При всеобщем жадном внимании хищник рассказывал о жизни себе подобных.
— Есть, — говорил он, — такие золотое места, о которых знаем только мы, хищники. Есть верховое золото: сорвешь пласт дерна, и с корешков травы стряхиваешь, как крупу, чистое золото. Есть речки, ручейки в горах, где на пуд песка — золотник платины. Есть самородное золото, содержат его так называемые «карманы» — гнезда мелких самородков и крупного золотого песка; попади на такой карман, будешь всю жизнь богат.
Однажды ночью хищник исчез. Как пришел — сразу; кое-кто видел его вечером за бараком в таинственной беседе с двумя бородачами; еще говорили, что его ищет полиция. Незадолго до его исчезновения один старик, серьезный и хворый, часто беседовавший со мной о жизни и людях, сказал мне, что ему один хищник, умерший год назад в больнице, сделал признание о зарытых двух голенищах, полных золотого песка, под старой березой, в таком-то селе. Название этого села я забыл. Я рассказал историю о голенищах мужику с рыжей бородой, Матвею, с которым сблизился, так как, по словам Матвея, он побывал в тех местах, где живал и я — в Приволжье, на Каспийском море, в Баку.
Мы уговорились итти искать клад. Получив расчет (рубля два), я вышел с Матвеем на лесную дорогу, и тут спутник мой доверчиво сообщил, что он бежал с каторги. Затем на первом же ночлеге, у одинокой женщины с тремя детьми (дом стоял на краю деревни), этот благодушный, благообразный мужичок, лежа со мной вечером на полатях, предложил мне убить хозяйку, детей и ограбить избу: в избе было чисто, хозяйственно, была хорошая одежда, полотенца с вышивкой, стенные часы и два сундука. Он предложил сделать это дня через два ночью, вернувшись к деревне окольным путем, а пока высмотреть хорошенько, где у хозяйки спрятаны деньги.
Он говорил так страшно просто и деловито, что я испугался. Видимо, он нуждался в товарище для ряда преступлений.
За эту ночь золотой дым вылетел из моей головы. Утром, взяв котомки, мы простились с хозяйкой, которая дала нам на дорогу яиц и хлеба.
Отойдя немного от деревни, я в упор заявил Матвею, что никуда с ним не пойду, так как быть в компании с негодяем и убийцей мне отвратительно.
Мужик опешил. Он пытался уверить меня, что пошутил, но в его голубых глазах лежала подозрительная муть, может быть, прямо угрожающая мне; поэтому, наматерившись вдоволь, мы расстались. Он побрел вперед, а я вернулся и предостерег женщину, чтобы она не пускала снова этого Матвея ночевать, вкратце рассказав суть дела.

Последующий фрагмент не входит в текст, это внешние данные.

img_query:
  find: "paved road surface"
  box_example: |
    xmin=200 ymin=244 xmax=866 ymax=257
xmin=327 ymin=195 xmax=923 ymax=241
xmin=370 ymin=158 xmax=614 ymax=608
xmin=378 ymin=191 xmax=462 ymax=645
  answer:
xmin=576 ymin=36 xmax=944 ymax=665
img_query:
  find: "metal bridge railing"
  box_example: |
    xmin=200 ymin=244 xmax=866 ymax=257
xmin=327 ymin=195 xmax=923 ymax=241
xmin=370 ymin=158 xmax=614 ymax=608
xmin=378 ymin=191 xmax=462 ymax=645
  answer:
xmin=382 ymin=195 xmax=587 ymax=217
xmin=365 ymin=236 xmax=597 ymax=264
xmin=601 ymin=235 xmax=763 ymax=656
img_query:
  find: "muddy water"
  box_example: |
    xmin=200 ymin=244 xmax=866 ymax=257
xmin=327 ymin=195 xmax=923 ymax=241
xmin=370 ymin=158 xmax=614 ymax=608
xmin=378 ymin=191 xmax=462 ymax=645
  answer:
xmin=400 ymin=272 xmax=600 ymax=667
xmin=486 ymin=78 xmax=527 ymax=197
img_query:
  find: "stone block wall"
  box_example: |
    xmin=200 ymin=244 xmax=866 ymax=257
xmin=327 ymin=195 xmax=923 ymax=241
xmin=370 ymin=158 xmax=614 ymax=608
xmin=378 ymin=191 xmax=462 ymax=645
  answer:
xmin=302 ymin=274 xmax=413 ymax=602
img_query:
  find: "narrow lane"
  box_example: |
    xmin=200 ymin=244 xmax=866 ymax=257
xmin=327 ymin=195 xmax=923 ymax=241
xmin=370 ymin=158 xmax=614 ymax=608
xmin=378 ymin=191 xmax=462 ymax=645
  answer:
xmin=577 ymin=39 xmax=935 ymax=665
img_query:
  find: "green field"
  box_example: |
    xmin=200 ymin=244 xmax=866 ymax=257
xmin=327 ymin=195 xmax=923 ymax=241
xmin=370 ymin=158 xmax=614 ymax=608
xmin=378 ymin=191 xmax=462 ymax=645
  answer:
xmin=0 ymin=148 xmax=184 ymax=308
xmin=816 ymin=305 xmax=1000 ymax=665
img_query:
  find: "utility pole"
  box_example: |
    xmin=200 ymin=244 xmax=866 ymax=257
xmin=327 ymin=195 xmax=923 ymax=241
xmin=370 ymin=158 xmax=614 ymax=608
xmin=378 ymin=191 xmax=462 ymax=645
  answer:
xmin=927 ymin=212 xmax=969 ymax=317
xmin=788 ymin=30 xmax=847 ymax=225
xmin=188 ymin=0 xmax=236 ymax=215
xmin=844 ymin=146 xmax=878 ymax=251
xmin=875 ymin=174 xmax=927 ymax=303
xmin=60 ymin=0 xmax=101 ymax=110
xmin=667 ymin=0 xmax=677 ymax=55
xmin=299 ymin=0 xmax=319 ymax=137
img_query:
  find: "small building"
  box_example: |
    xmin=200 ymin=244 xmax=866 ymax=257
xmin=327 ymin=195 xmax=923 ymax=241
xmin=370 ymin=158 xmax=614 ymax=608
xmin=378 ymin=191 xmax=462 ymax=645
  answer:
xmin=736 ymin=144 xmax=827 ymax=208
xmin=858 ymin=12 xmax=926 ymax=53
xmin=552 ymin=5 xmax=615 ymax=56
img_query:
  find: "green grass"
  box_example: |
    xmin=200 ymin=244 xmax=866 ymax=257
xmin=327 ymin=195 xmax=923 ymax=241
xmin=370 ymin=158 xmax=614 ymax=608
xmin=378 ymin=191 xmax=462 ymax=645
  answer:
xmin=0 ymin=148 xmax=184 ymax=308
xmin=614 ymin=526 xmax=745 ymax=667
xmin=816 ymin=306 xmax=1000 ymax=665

Слушая меня, она была бела, как ее полотенце, и заголосила, что тотчас побежит к уряднику. Я пошел обратной дорогой и застрял на несколько дней на чугуно-плавильном заводе, где мне дали работу.
IV
Теперь мне интересно вспоминать свои работы, потому что прошло много лет, стерших ощущение грязи, вшей, изнеможения и одиночества, Но тогда это было не так интересно, — было разнообразно и трудно.
Сдав паспорт, получив традиционный рубль задатка и сунув котомку на нары в рабочей казарме, я был послан в сарай просеивать древесный уголь на поставленном наклонно большом прямом решете из проволоки. Кроме меня, тут работал еще один человек, дюжий мужик. Плата была семьдесят пять копеек поденно.
Мы бросали деревянными лопатками уголь на решето, крупные куски отскакивали, а мелочь просыпалась сквозь петли сзади решета.
Я возвращался вечером в барак чернее негра; кроме того, было тяжело дышать воздухом, составленным из угольной пыли и весенней сырости.
Казарма была разделена коридором— направо шли помещения для семейных, налево — для холостых и одиноких.
Однажды несколько человек из нашего помещения кровно обидели стряпавшую у плиты молоденькую татарку, жену рослого и очень сильного молодого татарина. Этот красавец-татарин, на стороне которого я был всей душой, бледный от ярости ворвался к нам и, схватив тяжелую табуретку, завертел ею с такой силой, что поднялся ветер. Он кричал только одно: «Убью! Убью!» Хотя было тут человек пятнадцать здоровых мужиков, сразу стало ясно, что сопротивление этому одному — невозможно. Все побледнели, пригнулись.
Татарин завертел табуреткой с такой силой, что поднялся ветер
В таких случаях делается весело и сторожко в душе. Все молчали, табуретка почти касалась голов. Я встал, взял татарина за руки, сказал: «Брось, Абдул; ты видишь, что они дураки».